Are you screening several babysitter or nanny candidates to take care of your children? Here are a few key questions you should ask each one; their answers might make all the difference in your decision.
This is one interview in which you want to be very thorough so you can be sure you’ve hired the best candidate for the job. After all, this person will be caring for your little ones — the most precious people in your life — in your absence. You want to feel confident that the person is honest and more than capable of handling the responsibility. Here are some key questions to include in your interview.
What’s their experience in working with children?
Ideally you want someone with experience, and it would be fantastic if their experience is with children ranging in age, including the ages of your children. But this is not to say that if someone has no experience you should write them off. Take, for example, a teenager from your neighbourhood. They will have less experience than someone who’s made a career out of caring for children. Look at the teen’s strengths in other areas to determine whether you’d feel comfortable leaving your kids with them while you catch a movie. Keep in mind, though, that someone who does have more experience will demand more compensation.
What type of emergency training (such as CPR or first aid) do they have?
This is an important one, as you want to rest assured that if something were to happen, your babysitter is able to administer first aid or take the right action in a stressful situation. If your first choice of candidate is not certified in first aid, you could hire them contingent on their completing a course (for which you could offer to foot the bill).
What activities would they plan for your kids?

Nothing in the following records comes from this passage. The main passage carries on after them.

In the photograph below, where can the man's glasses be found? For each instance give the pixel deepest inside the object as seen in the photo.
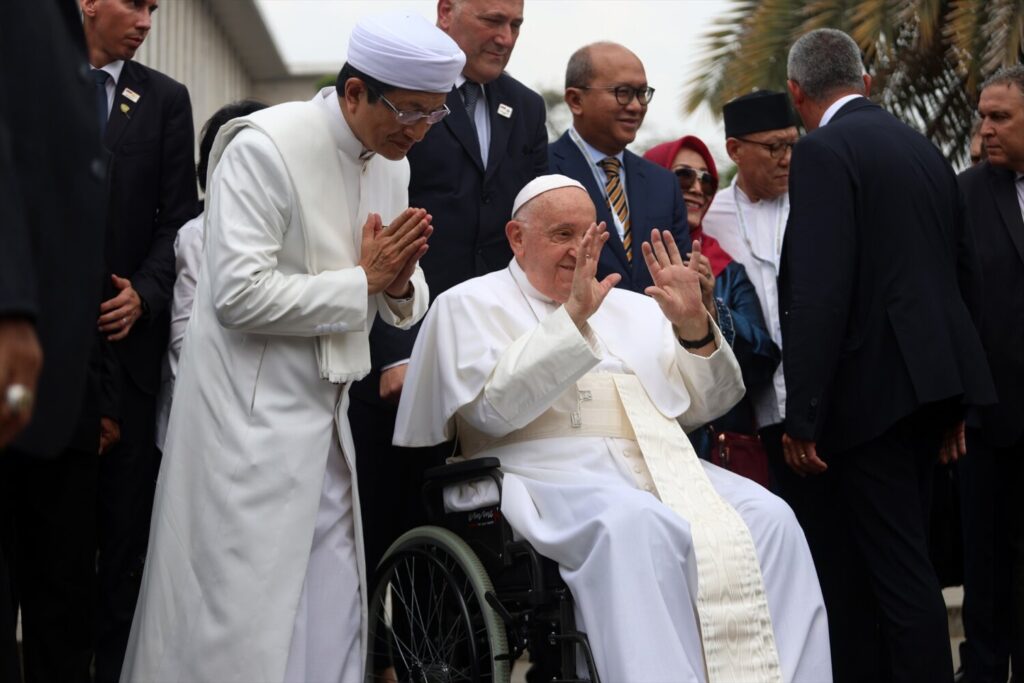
(410, 118)
(776, 150)
(626, 93)
(687, 175)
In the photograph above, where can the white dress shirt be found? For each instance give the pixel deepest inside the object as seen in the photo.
(114, 69)
(595, 157)
(752, 232)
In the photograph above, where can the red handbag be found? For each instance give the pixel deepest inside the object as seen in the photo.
(742, 454)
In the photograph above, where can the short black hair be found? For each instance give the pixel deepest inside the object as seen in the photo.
(375, 88)
(211, 127)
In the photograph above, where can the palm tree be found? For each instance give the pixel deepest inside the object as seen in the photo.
(928, 57)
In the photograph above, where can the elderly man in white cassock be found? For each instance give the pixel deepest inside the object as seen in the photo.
(681, 570)
(254, 566)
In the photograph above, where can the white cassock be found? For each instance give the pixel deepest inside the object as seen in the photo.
(496, 358)
(254, 568)
(752, 232)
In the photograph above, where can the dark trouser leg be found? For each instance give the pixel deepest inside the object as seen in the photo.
(127, 482)
(886, 485)
(986, 563)
(1013, 516)
(56, 560)
(853, 631)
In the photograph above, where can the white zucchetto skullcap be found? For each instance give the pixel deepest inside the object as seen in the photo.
(541, 184)
(407, 51)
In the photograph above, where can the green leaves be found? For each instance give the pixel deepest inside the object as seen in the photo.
(928, 57)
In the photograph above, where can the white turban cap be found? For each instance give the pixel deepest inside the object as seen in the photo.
(407, 51)
(541, 184)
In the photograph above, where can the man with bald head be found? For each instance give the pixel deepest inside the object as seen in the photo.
(583, 390)
(607, 92)
(465, 172)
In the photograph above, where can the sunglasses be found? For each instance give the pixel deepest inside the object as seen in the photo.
(687, 175)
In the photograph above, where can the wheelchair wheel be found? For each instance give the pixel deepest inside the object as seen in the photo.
(429, 621)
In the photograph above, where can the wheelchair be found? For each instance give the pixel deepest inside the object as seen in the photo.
(462, 599)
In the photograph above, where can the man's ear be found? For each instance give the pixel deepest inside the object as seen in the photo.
(573, 98)
(444, 11)
(732, 148)
(353, 90)
(513, 231)
(796, 92)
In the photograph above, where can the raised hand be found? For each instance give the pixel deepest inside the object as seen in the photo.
(389, 255)
(707, 284)
(588, 293)
(677, 285)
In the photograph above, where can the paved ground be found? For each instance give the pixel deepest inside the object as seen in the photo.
(953, 597)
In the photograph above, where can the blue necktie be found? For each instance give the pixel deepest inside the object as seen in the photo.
(470, 94)
(102, 111)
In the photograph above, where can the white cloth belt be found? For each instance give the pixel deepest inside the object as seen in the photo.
(735, 625)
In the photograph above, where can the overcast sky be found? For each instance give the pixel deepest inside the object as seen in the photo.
(312, 37)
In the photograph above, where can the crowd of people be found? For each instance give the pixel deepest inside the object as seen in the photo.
(718, 409)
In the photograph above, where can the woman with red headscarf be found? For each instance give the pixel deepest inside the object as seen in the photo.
(729, 295)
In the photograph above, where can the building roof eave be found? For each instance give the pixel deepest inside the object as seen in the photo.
(251, 38)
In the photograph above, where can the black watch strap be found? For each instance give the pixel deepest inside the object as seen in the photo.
(704, 341)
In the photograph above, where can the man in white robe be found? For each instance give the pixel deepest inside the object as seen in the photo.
(577, 387)
(253, 570)
(749, 220)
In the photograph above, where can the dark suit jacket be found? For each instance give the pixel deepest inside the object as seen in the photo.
(51, 180)
(994, 218)
(875, 276)
(654, 201)
(152, 193)
(470, 205)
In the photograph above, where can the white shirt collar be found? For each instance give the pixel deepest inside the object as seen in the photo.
(596, 156)
(836, 107)
(114, 69)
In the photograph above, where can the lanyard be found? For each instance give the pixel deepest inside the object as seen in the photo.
(781, 212)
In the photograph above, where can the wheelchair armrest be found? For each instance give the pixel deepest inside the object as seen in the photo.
(436, 478)
(466, 470)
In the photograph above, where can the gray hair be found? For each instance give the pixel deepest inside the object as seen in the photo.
(1007, 76)
(824, 61)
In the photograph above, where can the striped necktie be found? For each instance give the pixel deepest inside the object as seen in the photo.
(616, 201)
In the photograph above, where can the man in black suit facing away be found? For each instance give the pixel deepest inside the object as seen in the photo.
(881, 354)
(51, 242)
(152, 191)
(466, 172)
(992, 473)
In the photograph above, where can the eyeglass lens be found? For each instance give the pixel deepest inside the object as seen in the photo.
(626, 93)
(687, 175)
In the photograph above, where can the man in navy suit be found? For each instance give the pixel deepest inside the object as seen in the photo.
(51, 248)
(152, 193)
(466, 172)
(881, 357)
(992, 473)
(607, 92)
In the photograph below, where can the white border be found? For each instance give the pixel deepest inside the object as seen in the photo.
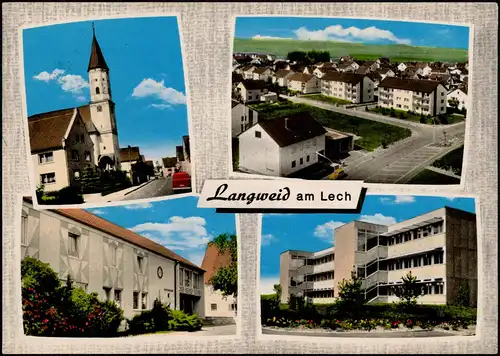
(34, 341)
(389, 340)
(24, 105)
(235, 174)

Hopefully this question is not answered with a blank stare or an “I don’t know.” Their reply may help you gauge how well they know kids the age of yours and what they like to do. You’re looking for answers that include activities that would keep your child active and mentally stimulated, such as spending time outdoors and getting some exercise, reading, and playing games, rather than sitting and watching TV. (Some TV is fine, of course, but you don’t want it to be the main thing your babysitter will have your kids do!)
How would they handle certain specific situations?
Give your babysitter candidate a few hypothetical scenarios, such as the baby’s fallen and hit their head or your toddler’s throwing a tantrum. Their replies will help you determine how capable they are in real-life scenarios.